The oil market is tightening up in the short run, but a major surplus is looming for next year, making OPEC’s task of balancing the market a “daunting one.”
That conclusion came from the International Energy Agency’s (IEA) latest Oil Market Report, which contained some optimistic conclusions regarding the health of the global economy, but also some warnings about the trouble ahead.
“Trade disputes and rising uncertainty about the impact of the UK’s possible exit from the European Union are reducing global growth through lower business and consumer confidence, supply chain reassessments, declining investment and direct reduction of trade,” the IEA said. Brent prices should average about $62 per barrel for 2019.
Nevertheless, the IEA stuck with its demand forecast at 1.1 million barrels per day (mb/d), which is starting to look overly optimistic given a range of downward revisions from analysts elsewhere. The U.S. EIA now says demand may only grow by 0.9 mb/d, the slowest rate in nearly a decade.
Global oil demand only grew by 0.5 mb/d in the first half of the year, and by less than 0.2 mb/d in June, according to the IEA. As a result, demand will need to accelerate significantly if the 1.1-mb/d full-year average is to be reached. The IEA says that with oil prices 20 percent lower than they were at this time last year, consumption will rise. Also, demand in the second half of 2018 was rather weak, so by comparison, the numbers for the second half of this year should look bigger.
Moreover, the agency also says that its estimate rests on no further deterioration on the economic and trade fronts.
That is a hopeful take, but in a sign that Washington and Beijing are eager to put an end to the cycle of escalation on the trade war, China decided to delay some tariffs on American goods this week and President Trump responded in kind just hours later, announcing a two-week delay on the scheduled increase in tariffs for October. As the Wall Street Journal reports, President Trump has shown a desire to find a way to backtrack on some tariffs after U.S. business interests stepped up an aggressive lobbying campaign last month following the announced tariffs.
Ultimately, the IEA sees an oil supply deficit of about 0.8 mb/d in the second half of 2019, due to the OPEC+ cuts, stronger demand and slower-than-expected U.S. shale growth.
However, this is “only really a breather,” the agency warns. “While the relentless stock builds we have seen since early 2018 have halted, this is temporary.” U.S. shale has slowed down, but is still expected to add 1.25 mb/d this year (a figure that might turn out to be optimistic). More gains are coming from Norway and Brazil as projects ramp up.
“Soon, the OPEC+ producers will once again see surging non-OPEC oil production with the implied market balance returning to a significant surplus and placing pressure on prices,” the IEA said in its report. “The challenge of market management remains a daunting one well into 2020.”

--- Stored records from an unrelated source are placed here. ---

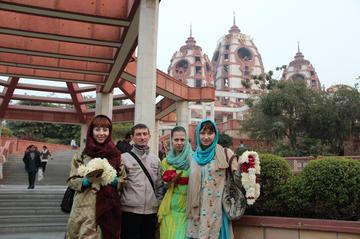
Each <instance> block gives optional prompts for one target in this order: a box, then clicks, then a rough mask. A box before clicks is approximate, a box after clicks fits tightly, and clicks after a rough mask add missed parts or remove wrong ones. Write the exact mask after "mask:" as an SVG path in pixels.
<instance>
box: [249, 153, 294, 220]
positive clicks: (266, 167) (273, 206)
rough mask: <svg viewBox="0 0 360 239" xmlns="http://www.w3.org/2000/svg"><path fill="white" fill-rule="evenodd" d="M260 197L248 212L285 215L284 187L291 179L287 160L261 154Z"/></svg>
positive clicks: (271, 214)
mask: <svg viewBox="0 0 360 239" xmlns="http://www.w3.org/2000/svg"><path fill="white" fill-rule="evenodd" d="M259 157H260V166H261V175H260V185H261V193H260V197H259V198H258V200H257V201H256V203H255V204H254V206H252V207H250V208H249V209H248V210H247V214H253V215H273V216H280V215H284V213H285V211H284V210H283V209H284V201H283V199H282V195H283V187H284V185H285V184H286V182H287V180H288V179H289V178H290V177H291V170H290V166H289V164H288V163H287V162H286V161H285V159H283V158H281V157H279V156H275V155H272V154H260V155H259Z"/></svg>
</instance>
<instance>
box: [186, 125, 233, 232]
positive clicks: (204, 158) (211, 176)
mask: <svg viewBox="0 0 360 239" xmlns="http://www.w3.org/2000/svg"><path fill="white" fill-rule="evenodd" d="M218 139H219V133H218V129H217V127H216V125H215V123H214V122H213V121H211V120H208V119H206V120H203V121H202V122H200V123H199V124H198V125H197V127H196V143H197V148H196V151H195V153H194V154H193V159H192V160H191V164H190V168H191V171H190V176H189V190H188V198H187V199H188V200H187V210H186V213H187V217H188V219H189V220H188V227H187V237H189V238H201V239H202V238H207V239H232V238H233V233H232V225H231V221H229V219H228V218H227V216H226V215H225V213H224V211H223V207H222V197H223V192H224V186H225V182H226V169H227V168H228V167H230V169H231V170H232V171H236V170H239V166H238V162H237V160H233V161H232V163H231V165H229V164H228V162H227V157H226V154H225V151H224V148H223V147H222V146H221V145H218V144H217V143H218ZM226 150H227V155H228V158H231V157H232V155H233V152H232V151H231V150H229V149H226Z"/></svg>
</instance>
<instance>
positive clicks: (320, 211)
mask: <svg viewBox="0 0 360 239" xmlns="http://www.w3.org/2000/svg"><path fill="white" fill-rule="evenodd" d="M260 162H261V183H260V184H261V196H260V197H259V199H258V200H257V202H256V203H255V204H254V206H252V207H249V208H248V210H247V212H246V214H252V215H264V216H265V215H266V216H287V217H308V218H321V219H337V220H360V161H357V160H352V159H340V158H334V157H331V158H325V159H318V160H313V161H311V162H310V163H309V164H308V165H307V166H306V167H305V168H304V170H303V172H301V174H299V175H297V176H294V175H292V173H291V171H290V167H289V165H288V163H287V162H286V161H285V160H284V159H283V158H281V157H279V156H274V155H270V154H263V155H260Z"/></svg>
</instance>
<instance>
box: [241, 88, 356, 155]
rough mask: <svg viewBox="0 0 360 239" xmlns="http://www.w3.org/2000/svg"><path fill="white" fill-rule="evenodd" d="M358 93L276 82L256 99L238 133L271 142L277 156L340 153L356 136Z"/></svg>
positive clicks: (348, 91) (353, 89) (343, 149)
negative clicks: (265, 91) (321, 89)
mask: <svg viewBox="0 0 360 239" xmlns="http://www.w3.org/2000/svg"><path fill="white" fill-rule="evenodd" d="M359 105H360V93H359V91H357V90H356V89H355V88H354V89H349V88H341V89H339V90H338V91H336V92H335V93H327V92H318V91H313V90H311V89H309V88H308V87H306V85H305V84H304V83H303V82H291V81H288V82H279V83H278V84H277V86H276V87H275V88H274V89H273V90H272V91H271V92H270V93H268V94H265V95H263V96H261V97H260V99H259V100H258V101H257V102H255V104H254V105H252V107H251V113H250V114H249V115H248V116H246V118H245V120H244V122H243V124H242V129H241V130H242V131H245V132H250V134H251V136H252V137H253V138H258V139H265V140H268V141H270V142H272V143H273V146H274V148H273V149H274V152H281V153H280V155H283V156H289V154H292V155H309V154H311V155H317V154H329V153H332V154H342V153H343V151H344V141H346V140H348V139H350V138H351V137H355V138H359V137H360V108H359V107H358V106H359Z"/></svg>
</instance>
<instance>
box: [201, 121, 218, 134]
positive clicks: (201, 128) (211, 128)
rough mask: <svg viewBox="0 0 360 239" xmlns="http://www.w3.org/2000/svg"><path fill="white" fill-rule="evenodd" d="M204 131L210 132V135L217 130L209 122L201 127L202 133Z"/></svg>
mask: <svg viewBox="0 0 360 239" xmlns="http://www.w3.org/2000/svg"><path fill="white" fill-rule="evenodd" d="M202 130H208V131H209V133H214V132H215V128H214V125H213V124H212V123H211V122H209V121H205V122H203V123H202V124H201V127H200V132H201V131H202Z"/></svg>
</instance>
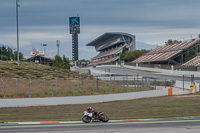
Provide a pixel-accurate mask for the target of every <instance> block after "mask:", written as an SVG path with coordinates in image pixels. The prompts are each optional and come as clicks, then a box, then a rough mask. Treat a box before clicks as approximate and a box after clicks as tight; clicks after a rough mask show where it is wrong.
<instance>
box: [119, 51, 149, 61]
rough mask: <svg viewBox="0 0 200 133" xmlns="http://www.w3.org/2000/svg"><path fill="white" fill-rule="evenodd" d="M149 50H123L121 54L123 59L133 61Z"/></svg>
mask: <svg viewBox="0 0 200 133" xmlns="http://www.w3.org/2000/svg"><path fill="white" fill-rule="evenodd" d="M147 52H149V50H145V49H142V50H135V51H125V52H124V53H123V52H122V53H121V54H120V57H119V58H120V60H121V61H125V62H128V61H133V60H135V59H137V58H138V57H140V56H142V54H144V53H147Z"/></svg>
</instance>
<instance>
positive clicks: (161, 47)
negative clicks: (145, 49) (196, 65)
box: [132, 39, 200, 65]
mask: <svg viewBox="0 0 200 133" xmlns="http://www.w3.org/2000/svg"><path fill="white" fill-rule="evenodd" d="M199 52H200V39H192V40H190V41H185V42H181V43H176V44H173V45H168V46H162V47H158V48H156V49H154V50H152V51H150V52H148V53H146V54H145V55H143V56H141V57H139V58H138V59H136V60H134V61H133V62H132V63H142V64H147V63H148V64H168V65H170V64H173V65H177V64H183V63H185V62H187V61H188V60H190V59H192V58H194V57H195V56H196V54H197V53H199Z"/></svg>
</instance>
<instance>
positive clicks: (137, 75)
mask: <svg viewBox="0 0 200 133" xmlns="http://www.w3.org/2000/svg"><path fill="white" fill-rule="evenodd" d="M137 87H138V73H137Z"/></svg>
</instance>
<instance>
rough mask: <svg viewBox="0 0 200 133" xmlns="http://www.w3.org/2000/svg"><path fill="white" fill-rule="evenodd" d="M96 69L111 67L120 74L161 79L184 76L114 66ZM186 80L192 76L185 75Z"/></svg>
mask: <svg viewBox="0 0 200 133" xmlns="http://www.w3.org/2000/svg"><path fill="white" fill-rule="evenodd" d="M96 69H98V70H101V71H104V70H105V69H110V73H117V74H119V75H137V74H138V75H140V76H143V77H152V78H159V79H171V80H180V81H182V80H183V77H182V76H174V75H164V74H160V73H149V72H142V71H136V70H129V69H121V68H112V67H109V68H108V67H97V68H96ZM184 80H185V81H191V77H184ZM194 80H196V81H197V82H198V83H200V78H199V77H194Z"/></svg>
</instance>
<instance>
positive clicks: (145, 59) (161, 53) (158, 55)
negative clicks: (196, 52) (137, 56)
mask: <svg viewBox="0 0 200 133" xmlns="http://www.w3.org/2000/svg"><path fill="white" fill-rule="evenodd" d="M179 52H181V50H177V51H171V52H165V53H157V54H151V55H145V56H142V57H140V58H138V59H136V60H134V61H133V63H139V62H140V63H142V62H154V61H165V60H168V59H170V58H171V57H173V56H174V55H176V54H178V53H179Z"/></svg>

The IEA sees non-OPEC supply growing by 1.9 mb/d this year before rising to a 2.3-mb/d gain next year. That stands in a rather stark contrast to demand growth of only 1.1 mb/d and 1.3 mb/d in 2019 and 2020, respectively.
With supply expected to continue to outpace demand, the pressure on OPEC+ to cut deeper will grow. The IEA expects demand for OPEC crude to be 1.4 mb/d lower in 2020 than its output last month.
Meanwhile, at a monitoring meeting in Abu Dhabi this week, OPEC agreed to boost compliance with the current production cuts, but refrained from pushing for deeper reductions. The measure was aimed at trying to get Iraq and Nigeria to bring their production levels back down, after consistently pumping more than agreed to. Iraq said that it would cut output by 175,000 bpd by October, and Nigeria agreed to reduce by 57,000 bpd. In August, three countries party to the OPEC+ agreement – Iraq, Nigeria and Russia – produced 0.6 mb/d more than allocated.
“To achieve market stability, it’s imperative we maintain a high degree of cohesiveness within OPEC and within also our partners in OPEC,” Prince Abdulaziz bin Salman, the new Saudi energy minister, said at OPEC’s Joint Ministerial Monitoring Committee in Abu Dhabi.
Oil prices were on track to close the week lower on Friday afternoon.